In this dissertation, we investigate the optimal design of efficient and sustainable supply chains, which has been recognized as one of the most critical long-term strategic objective in today's business.
For the efficient Supply Chain Network Design (SCND), we propose a comprehensive model that captures significant strategic decisions involved in designing or re-designing high performance supply chains from the perspective of the manufacturer. The problem setting considers deterministic demand estimates by multiple customers, for multiple products, over the periods of a long term horizon. The strategic decisions involve selection of raw material suppliers, establishment or resizing of production facilities and/or selection of production subcontractors, establishment/resizing of distribution centers and/or subcontracting of the related activities, and selection of transportation modes and routes. The problem is formulated by a MILP model. Its objective is to minimize the overall costs associated with procurement, production, inventory, warehousing, and transportation over the design horizon. Appropriate constraints model the complex relationships among the links of the supply chain. In order to test the value of the proposed model in tackling the very significant complexities of current business reality, we apply the proposed model to a large case study of a global manufacturing firm. This validation unveils all application challenges (e.g. determining appropriate model parameters that reliably reflect the firm’s environment), and provides valuable insights into the efficient transformation of the firm’s current supply chain network.
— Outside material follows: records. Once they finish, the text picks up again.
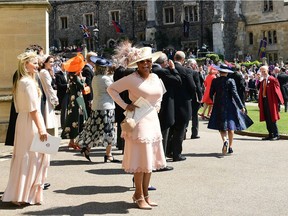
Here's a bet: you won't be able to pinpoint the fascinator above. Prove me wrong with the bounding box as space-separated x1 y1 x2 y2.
63 53 85 73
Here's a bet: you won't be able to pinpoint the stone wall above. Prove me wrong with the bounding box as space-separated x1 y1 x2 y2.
242 1 288 63
50 1 213 53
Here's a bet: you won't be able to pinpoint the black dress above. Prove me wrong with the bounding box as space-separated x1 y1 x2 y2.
208 76 253 131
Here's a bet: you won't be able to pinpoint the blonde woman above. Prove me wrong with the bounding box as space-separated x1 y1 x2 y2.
2 52 50 206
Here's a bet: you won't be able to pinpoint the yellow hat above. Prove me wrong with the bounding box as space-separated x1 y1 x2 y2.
63 53 85 73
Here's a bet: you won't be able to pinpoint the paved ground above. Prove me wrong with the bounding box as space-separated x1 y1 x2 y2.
0 121 288 216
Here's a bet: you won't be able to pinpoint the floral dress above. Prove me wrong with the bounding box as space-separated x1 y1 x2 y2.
61 73 87 139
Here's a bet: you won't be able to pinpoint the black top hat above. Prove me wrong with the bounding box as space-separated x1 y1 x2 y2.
90 56 112 67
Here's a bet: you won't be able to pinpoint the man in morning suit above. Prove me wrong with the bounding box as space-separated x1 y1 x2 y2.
258 65 284 140
82 52 97 116
55 64 69 129
167 51 196 161
186 59 203 139
152 53 182 171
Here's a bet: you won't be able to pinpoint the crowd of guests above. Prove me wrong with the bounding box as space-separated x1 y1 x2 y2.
2 41 288 209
The network design obtained from solving the model is analyzed under variations of key parameters to determine its robustness.
For the Sustainability in Supply Chain Network Design (SSCND), we propose a new Multi-objective MMILP model, which captures significant decisions involved in designing or re-designing high performance, sustainable supply chains. The cost objective includes investment, operational, as well as emissions costs. The environmental objective captures emission quantities and waste generation at each link of the supply chain. The social objective considers employment opportunities, prioritizing societal community development and improved labor conditions. To solve the proposed model we employ both goal programming and the ε-constraint method to achieve efficient trade-offs among the three objectives. We have successfully applied the proposed model to a large case study of a global manufacturer. The goal programming method results in both economic and environmental cost improvements, while maintaining social costs under control. The ε-constraint method provides the opportunity to regulate the expenditures related to environmental and social strategies. Despite its high complexity, the case study results validate the ability of the proposed model and method to re-design high performing sustainable supply chains.